In other words, for a data point \( \vx \), it is desirable to have high value of \( \log p_{\text{model}}(\vx) \). Expanding this in terms of the latent variables we get,
\begin{aligned}
\log p_{\text{model}}(\vx) &= \log \left(\int_{\vz} p_{\text{model}}(\vx,\vz) d\vz \right) \\\\
&= \log \left(\int_{\vz} p_{\text{model}}(\vx,\vz) \frac{q(\vz|\vx)}{q(\vz|\vx)} d\vz \right) \\\\
&= \log \left(\int_{\vz} \frac{p_{\text{model}}(\vx,\vz)}{q(\vz|\vx)} q(\vz|\vx) d\vz \right) \\\\
&= \log \left(\expect{\vz \sim q(\vz|\vx)}{\frac{p_{\text{model}}(\vx,\vz)}{q(\vz|\vx)}} \right) \\\\
&\ge \expect{\vz \sim q(\vz|\vx)}{\log \left(\frac{p_{\text{model}}(\vx,\vz)}{q(\vz|\vx)} \right)} \\\\
&\ge \expect{\vz \sim q(\vz|\vx)}{\log p_{\text{model}}(\vx,\vz)} - \expect{\vz \sim q(\vz|\vx)}{\log q(\vz|\vx)} \\\\
&\ge \expect{\vz \sim q(\vz|\vx)}{\log p_{\text{model}}(\vx,\vz) } + \entropy{q(\vz|\vx)} \\\\
\end{aligned}
In these steps, we first exploded the marginal into an integral over joint probability.
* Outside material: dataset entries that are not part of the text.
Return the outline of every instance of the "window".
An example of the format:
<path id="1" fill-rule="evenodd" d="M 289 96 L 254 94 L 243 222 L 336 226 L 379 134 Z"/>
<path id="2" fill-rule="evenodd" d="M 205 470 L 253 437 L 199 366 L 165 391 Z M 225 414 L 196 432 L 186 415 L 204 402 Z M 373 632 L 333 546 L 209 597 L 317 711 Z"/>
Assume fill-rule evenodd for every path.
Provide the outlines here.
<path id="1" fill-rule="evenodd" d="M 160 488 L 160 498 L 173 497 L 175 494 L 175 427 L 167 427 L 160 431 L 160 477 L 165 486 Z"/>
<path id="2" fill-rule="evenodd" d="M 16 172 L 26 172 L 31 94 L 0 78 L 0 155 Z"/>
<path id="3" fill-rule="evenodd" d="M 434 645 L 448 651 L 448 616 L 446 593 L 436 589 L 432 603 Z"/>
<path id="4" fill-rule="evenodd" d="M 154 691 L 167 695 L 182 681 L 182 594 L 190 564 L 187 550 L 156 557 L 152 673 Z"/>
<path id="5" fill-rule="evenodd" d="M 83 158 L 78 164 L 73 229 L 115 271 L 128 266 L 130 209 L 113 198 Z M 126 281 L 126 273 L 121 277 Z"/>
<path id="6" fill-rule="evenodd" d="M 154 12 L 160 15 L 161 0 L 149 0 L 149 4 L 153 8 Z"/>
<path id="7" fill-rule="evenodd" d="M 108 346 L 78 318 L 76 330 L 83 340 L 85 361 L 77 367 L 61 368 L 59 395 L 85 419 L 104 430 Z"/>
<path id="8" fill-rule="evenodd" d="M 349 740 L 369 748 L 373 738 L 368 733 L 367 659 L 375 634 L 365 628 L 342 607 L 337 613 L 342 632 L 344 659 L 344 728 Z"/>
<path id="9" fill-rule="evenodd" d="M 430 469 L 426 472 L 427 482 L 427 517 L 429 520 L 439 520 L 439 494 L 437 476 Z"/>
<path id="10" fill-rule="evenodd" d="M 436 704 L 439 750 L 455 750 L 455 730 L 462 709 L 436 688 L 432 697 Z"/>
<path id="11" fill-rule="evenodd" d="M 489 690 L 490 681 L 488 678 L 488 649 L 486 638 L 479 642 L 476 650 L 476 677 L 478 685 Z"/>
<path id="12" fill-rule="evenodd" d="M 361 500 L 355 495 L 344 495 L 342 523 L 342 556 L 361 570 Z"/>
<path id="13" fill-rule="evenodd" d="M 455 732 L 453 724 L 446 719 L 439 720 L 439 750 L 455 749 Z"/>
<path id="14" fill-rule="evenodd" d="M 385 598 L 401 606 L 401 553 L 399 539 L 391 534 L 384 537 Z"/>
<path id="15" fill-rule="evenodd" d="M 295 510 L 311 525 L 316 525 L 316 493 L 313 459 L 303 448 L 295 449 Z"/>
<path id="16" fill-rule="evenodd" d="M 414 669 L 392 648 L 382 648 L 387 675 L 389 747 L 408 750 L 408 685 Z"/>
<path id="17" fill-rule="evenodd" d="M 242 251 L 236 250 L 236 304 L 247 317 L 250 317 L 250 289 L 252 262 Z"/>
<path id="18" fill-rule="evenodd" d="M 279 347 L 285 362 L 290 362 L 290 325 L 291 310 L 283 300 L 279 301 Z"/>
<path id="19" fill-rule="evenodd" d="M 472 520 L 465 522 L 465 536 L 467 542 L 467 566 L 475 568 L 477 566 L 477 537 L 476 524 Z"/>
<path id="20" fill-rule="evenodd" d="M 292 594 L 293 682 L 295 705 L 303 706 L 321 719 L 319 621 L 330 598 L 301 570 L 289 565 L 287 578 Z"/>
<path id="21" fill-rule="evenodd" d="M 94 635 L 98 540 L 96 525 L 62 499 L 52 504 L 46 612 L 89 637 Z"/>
Then, after some simple mathematical manipulation, we applied Jensen's inequality to upper bound the log-likelihood in the 5th step.
Finally, in the last step, we represented \( -\expect{r} \log r \) as the entropy \( \entropy{r} \).
This last bound is known as the variational lower bound that we have studied as part of the variational inference approaches.
It is also known as evidence lower bound (ELBO) because it is a lower bound on the evidence \( p_{\text{model}}(\vx) \).
Variational inference approaches optimize to maximize the value of this lower bound.
Intuitively, the first term, \( p_{\text{model}}(\vx,\vz) \) ensures that the model achieves a high joint-likelihood of latent variables with the observed variables.
Maximizing for a high value of the second term, \( \entropy{q(\vz|\vx)} \), encourages the placement of high probability mass on many values of \( \vz \), as opposed to collapsing to a single most likely value of \( \vz \).
We can write this lower bound as a function of the parameters of \( q \), as \( \loss(q) \).
Variational autoencoders are trained to maximize the value of \( \loss(q) \).
$$ \loss(q) = \expect{\vz \sim q(\vz|\vx)}{\log p_{\text{model}}(\vx,\vz) } + \entropy{q(\vz|\vx)} $$